DETAILED ACTION
This is the initial Office action based on the application filed on January 23, 2025. Claims 1-13 are currently pending and have been considered below.
Claim Rejections - 35 USC § 112
The following is a quotation of 35 U.S.C. 112(b):
(b) CONCLUSION.—The specification shall conclude with one or more claims particularly pointing out and distinctly claiming the subject matter which the inventor or a joint inventor regards as the invention.
The following is a quotation of 35 U.S.C. 112 (pre-AIA ), second paragraph:
The specification shall conclude with one or more claims particularly pointing out and distinctly claiming the subject matter which the applicant regards as his invention.
Claims 1-13 are rejected under 35 U.S.C. 112(b) or 35 U.S.C. 112 (pre-AIA ), second paragraph, as being indefinite for failing to particularly point out and distinctly claim the subject matter which the inventor or a joint inventor (or for applications subject to pre-AIA 35 U.S.C. 112, the applicant), regards as the invention.
Claims 1 and 7 state “classify multi-source heterogeneous data to obtain classified data sources, wherein the classified data sources comprise a structured data source, a semi-structured data source, an unstructured data source, and a binary data source.”
The above limitation implies classifying data to obtain classified data sources. That would mean that data is first classified in order to identify the data sources. However, it is unclear where the initial data comes from. Furthermore, it is unclear how classifying data would lead to obtaining data sources.
Claims 1 and 7 further state “perform information configuration of a predetermined configuration rule on the classified data sources to obtain data source information, wherein the predetermined configuration rule comprises a Uniform Resource Locator (URL), a username, a password, a driver.” However, it is unclear what “perform information configuration” means. Does that mean applying configuration rules?

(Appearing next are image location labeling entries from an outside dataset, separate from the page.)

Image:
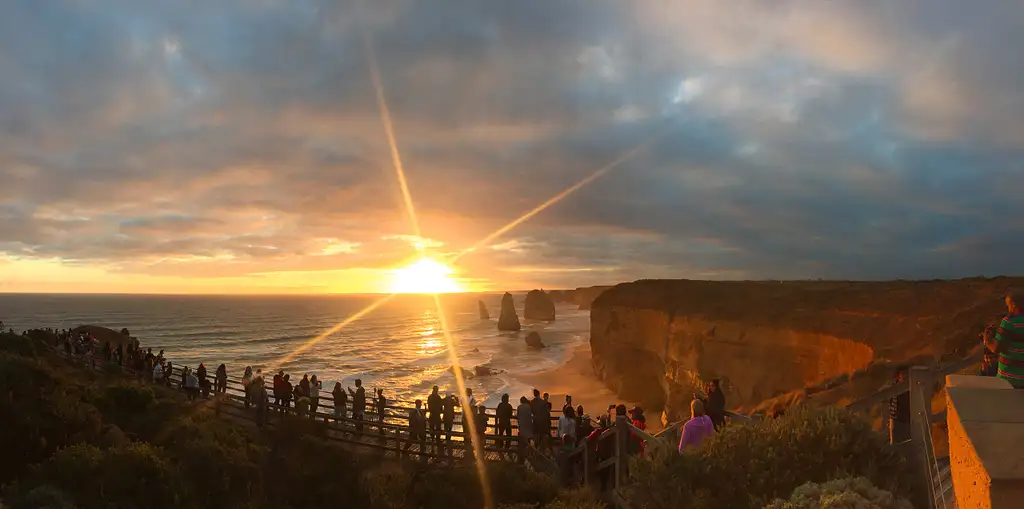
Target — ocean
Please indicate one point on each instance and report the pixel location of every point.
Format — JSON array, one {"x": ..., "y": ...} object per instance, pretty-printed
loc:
[{"x": 399, "y": 346}]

Furthermore, the limitation states “wherein the predetermined configuration rule comprises a Uniform Resource Locator (URL), a username, a password, a driver.” However, it is unclear what a driver in the above context means. A driver is usually something that deals with operating system level operations and not just for retrieving data. Furthermore, because a driver is usually a software program, it is unclear how a particular rule comprises a driver.
Moreover, to further make things unclear, the instant specification at [071] states “The data source information (such as the URL, the username, the password, and the driver) is saved in a system database in the form of a page for the user to fill in.” This language suggests that the term driver is not used in its customary term in the computer arts.
As such, it is difficult to understand the metes and bounds of the claims.
Claims 1 and 7 further state “querying… wherein the predetermined data processing method comprises a batch data mode and a streaming data mode.”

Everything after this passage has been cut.